Sempre più a fondo nella coscienza americana: la sceneggiatura scritta da Matt Cirulnick e Sylvester Stallone si incanala inizialmente su un percorso promettente, presentandosi come una sorta di coda riflessiva sugli eccessi violenti dei film precedenti. Come preventivabile, alla fine non ci vuole molto perché il Rambo: Last Blood capitoli davanti alla presunta riconciliazione e si arrenda a una devastante impotenza: John Rambo, che ha sempre lottato per riavere il futuro che ha perduto, è ancora una volta colpito da un enorme dolore, anche se fa di tutto per mantenere il controllo. Non appena sua nipote attraversa il confine con il vicino – e pericolosissimo – Messico (un paese tratteggiato nel peggiore dei modi, salvo la giornalista Paz Vega), tuttavia, non gli rimane altro che aggrapparsi al più crudo istinto, che sonnecchia sempre dentro di lui in attesa di essere infine nuovamente scatenato.
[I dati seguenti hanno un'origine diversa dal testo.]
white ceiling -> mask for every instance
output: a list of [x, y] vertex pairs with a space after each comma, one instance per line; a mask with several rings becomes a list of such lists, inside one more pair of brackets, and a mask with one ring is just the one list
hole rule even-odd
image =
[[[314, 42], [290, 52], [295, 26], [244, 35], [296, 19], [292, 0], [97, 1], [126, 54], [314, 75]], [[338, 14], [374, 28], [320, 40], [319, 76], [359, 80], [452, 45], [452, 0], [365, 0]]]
Il regista Adrian Grunberg, che nel 2012 aveva fatto compiere a Mel Gibson una spietata vendetta nel suo debutto alla regia Viaggio in paradiso, gioca volutamente con le aspettative degli spettatori, facendo montare un crescente clima di incombente minaccia e sprofondando nel dolore – fisico e dell’anima – Sylvester Stallone. Sorprendentemente però, passa molto tempo prima che l’attesa – e inevitabile – grande esplosione di violenza faccia il suo dirompente e implacabile corso, con il film che prima si perde in una discussione stranamente contorta e superficiale – anche per gli standard di Rambo – sullo spargimento di sangue e le sue alternative.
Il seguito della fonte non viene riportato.